Al termine della benedizione, si strinse nel cappotto umido e si spinse controcorrente rispetto alla gente diretta verso Mario per le condoglianze. Scostò una ciocca fradicia dalla fronte, la ripiegò dietro l’orecchio e rimpolpò le labbra per spalmarsi meglio il residuo di rossetto. Recuperò una mentina e inspirò una, due, tre volte per tenere a bada il cuore nell’avvicinarsi a Ettore, che era in attesa di abbracciare l’amico. Con i polpastrelli gelidi sfiorò la mano dell’uomo spingendosi su verso la guancia con un bacio rapido. Commentò la cerimonia in un susseguirsi di luoghi comuni sulla morte e l’essenzialità del tempo, con un accento marcato sul valore dei legami. Non riusciva a dirgli condoglianze, e nessuna verità. Parlò di morte e di separazioni in generale, la vita unisce e divide, sono passaggi obbligati. Ettore restò in ascolto incantato dalla voce che gli arrivava diretta agli occhi per quel rosso rubino della bocca che lo invitava a morderla. A ogni parola di Anna corrispondeva una voglia di toccarla. Un’intesa che si bloccò nel sorriso che Mario lanciò a entrambi. Lo stesso sorriso che qualche settimana prima aveva rivolto a Ettore mentre davano i voti alle donne del gruppo in base alla facilità con cui portarsele a letto, come da tradizione del pagellino universitario. Tutte con voti alti, a eccezione di Anna che a detta di Mario non la dava mai. Punto questo che lasciava perplesso Ettore che per natura tendeva a pensare poco e a prendere le cose della vita a suo vantaggio. Lavoro, amici, donne. Quest’ultime andavano provate come le auto. Non te la compri, se non ci hai fatto un giro. L’amore, poi, poteva arrivare per quantità di giri, intensità e assenza di rotture. Come poteva non arrivare mai, ma ciò non avrebbe reso la vita meno interessante.

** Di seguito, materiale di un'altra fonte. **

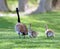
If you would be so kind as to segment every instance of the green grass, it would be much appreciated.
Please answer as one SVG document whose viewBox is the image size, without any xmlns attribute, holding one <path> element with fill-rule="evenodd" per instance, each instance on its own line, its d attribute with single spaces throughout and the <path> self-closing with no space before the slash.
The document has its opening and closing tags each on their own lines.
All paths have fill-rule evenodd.
<svg viewBox="0 0 60 49">
<path fill-rule="evenodd" d="M 60 12 L 34 14 L 22 16 L 21 22 L 32 24 L 32 29 L 37 31 L 37 38 L 18 38 L 14 30 L 17 16 L 0 17 L 0 49 L 60 49 Z M 55 38 L 48 39 L 45 36 L 45 24 L 55 31 Z"/>
</svg>

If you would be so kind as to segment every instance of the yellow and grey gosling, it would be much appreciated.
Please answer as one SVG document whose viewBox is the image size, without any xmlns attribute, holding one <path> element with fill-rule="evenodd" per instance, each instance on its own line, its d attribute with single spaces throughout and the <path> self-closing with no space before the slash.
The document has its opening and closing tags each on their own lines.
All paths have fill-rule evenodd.
<svg viewBox="0 0 60 49">
<path fill-rule="evenodd" d="M 20 37 L 20 34 L 22 34 L 25 38 L 25 35 L 28 34 L 28 29 L 25 24 L 21 23 L 18 8 L 16 8 L 16 13 L 18 16 L 18 23 L 15 25 L 15 31 L 18 33 L 19 37 Z"/>
<path fill-rule="evenodd" d="M 37 37 L 37 32 L 32 30 L 31 24 L 28 26 L 28 35 L 29 37 Z"/>
<path fill-rule="evenodd" d="M 45 25 L 45 28 L 46 28 L 46 30 L 45 30 L 46 36 L 47 37 L 54 37 L 54 31 L 51 30 L 51 29 L 48 29 L 48 26 L 47 25 Z"/>
</svg>

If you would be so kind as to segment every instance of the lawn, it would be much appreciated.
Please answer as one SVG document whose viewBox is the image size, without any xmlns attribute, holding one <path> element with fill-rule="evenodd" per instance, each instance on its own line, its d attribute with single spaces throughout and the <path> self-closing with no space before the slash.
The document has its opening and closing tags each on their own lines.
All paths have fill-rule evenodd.
<svg viewBox="0 0 60 49">
<path fill-rule="evenodd" d="M 18 38 L 14 30 L 17 16 L 0 17 L 0 49 L 60 49 L 60 12 L 21 16 L 21 22 L 38 32 L 36 38 Z M 46 38 L 45 24 L 55 32 L 55 38 Z"/>
</svg>

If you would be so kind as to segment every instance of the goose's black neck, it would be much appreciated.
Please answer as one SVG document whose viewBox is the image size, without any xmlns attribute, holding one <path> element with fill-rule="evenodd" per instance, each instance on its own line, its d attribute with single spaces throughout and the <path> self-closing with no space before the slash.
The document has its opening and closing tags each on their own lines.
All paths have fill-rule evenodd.
<svg viewBox="0 0 60 49">
<path fill-rule="evenodd" d="M 16 13 L 17 13 L 17 16 L 18 16 L 18 23 L 21 23 L 21 22 L 20 22 L 20 17 L 19 17 L 19 10 L 18 10 L 18 8 L 16 8 Z"/>
</svg>

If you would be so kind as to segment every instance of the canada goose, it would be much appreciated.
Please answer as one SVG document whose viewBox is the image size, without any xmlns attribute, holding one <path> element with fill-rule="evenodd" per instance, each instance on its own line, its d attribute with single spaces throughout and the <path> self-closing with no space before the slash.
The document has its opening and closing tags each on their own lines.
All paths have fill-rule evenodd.
<svg viewBox="0 0 60 49">
<path fill-rule="evenodd" d="M 28 26 L 28 35 L 30 37 L 36 37 L 37 36 L 37 32 L 35 32 L 35 31 L 32 30 L 31 24 L 29 24 L 29 26 Z"/>
<path fill-rule="evenodd" d="M 54 31 L 51 29 L 48 29 L 48 26 L 45 26 L 46 30 L 45 30 L 45 34 L 47 37 L 54 37 Z"/>
<path fill-rule="evenodd" d="M 18 33 L 19 37 L 20 37 L 20 34 L 22 34 L 25 38 L 25 35 L 28 34 L 27 27 L 26 27 L 25 24 L 21 23 L 18 8 L 16 8 L 16 13 L 17 13 L 17 16 L 18 16 L 18 23 L 15 25 L 15 30 Z"/>
</svg>

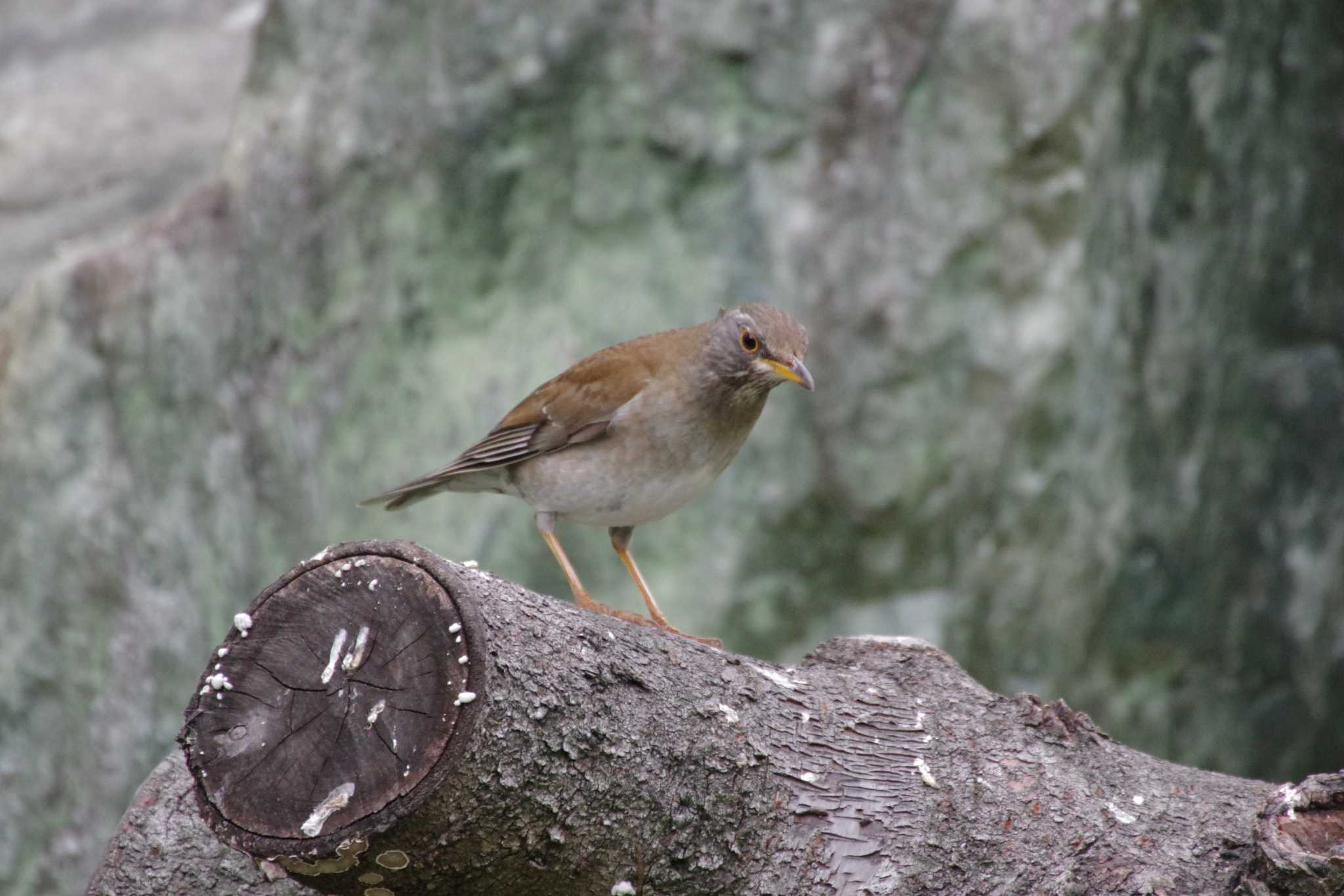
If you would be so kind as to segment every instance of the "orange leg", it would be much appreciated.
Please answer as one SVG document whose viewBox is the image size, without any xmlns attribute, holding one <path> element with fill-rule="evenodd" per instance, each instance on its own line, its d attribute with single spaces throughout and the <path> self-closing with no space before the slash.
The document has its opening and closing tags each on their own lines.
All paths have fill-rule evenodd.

Al secondo tocco delle dita ghiacciate, Ettore si irrigidì e ricambiò il contatto di Anna, non senza aver notato l’asola aperta del cappotto che lasciava intravedere una camicia trasparente. Quel contatto incoraggiò Anna e, nello schiarirsi la voce, gli propose un drink dopo le condoglianze. Ecco, l’aveva detta la parola condoglianze, la verità. Ettore immaginò la scena. Era chiara: Anna alla sua destra e lui deciso sul vino dodici gradi da ordinare prima di scopare.
“C’è un locale nuovo qui a pochi passi, dove possiamo parlare. Che dici?” – Anna provò a impostare l’incontro, quasi a proteggersi.
La pioggia si fece leggera e cedette spazio al petricore in evaporazione dall’asfalto. Il grigio si disperse, il cielo appariva schiarirsi e da un varco un bagliore avvolse il feretro: la raccomandazione della maestra Domenica a fare i bravi in sua assenza. La folla si diradò verso ritmi quotidiani e sembrò che la chiesa rientrasse nella dimensione ordinaria di quartiere.
Ettore indugiava sul viso di Anna. Quanta speranza nel suo sguardo, quanta bellezza nel rimmel colato. Estrasse dalla tasca un fazzoletto di lino per tamponarle qualche goccia dalla fronte e con una carezza scivolò fin giù al mento. Il suono di un clacson segnò il tempo. Anna trattenne il fazzoletto da cui le arrivava l’aroma di lavanda mista a tabacco. Ettore le sorrise ma scusandosi con un “perdonami, ho lasciato l’auto in seconda fila”, senza condoglianze scivolò via dal sagrato della Chiesa.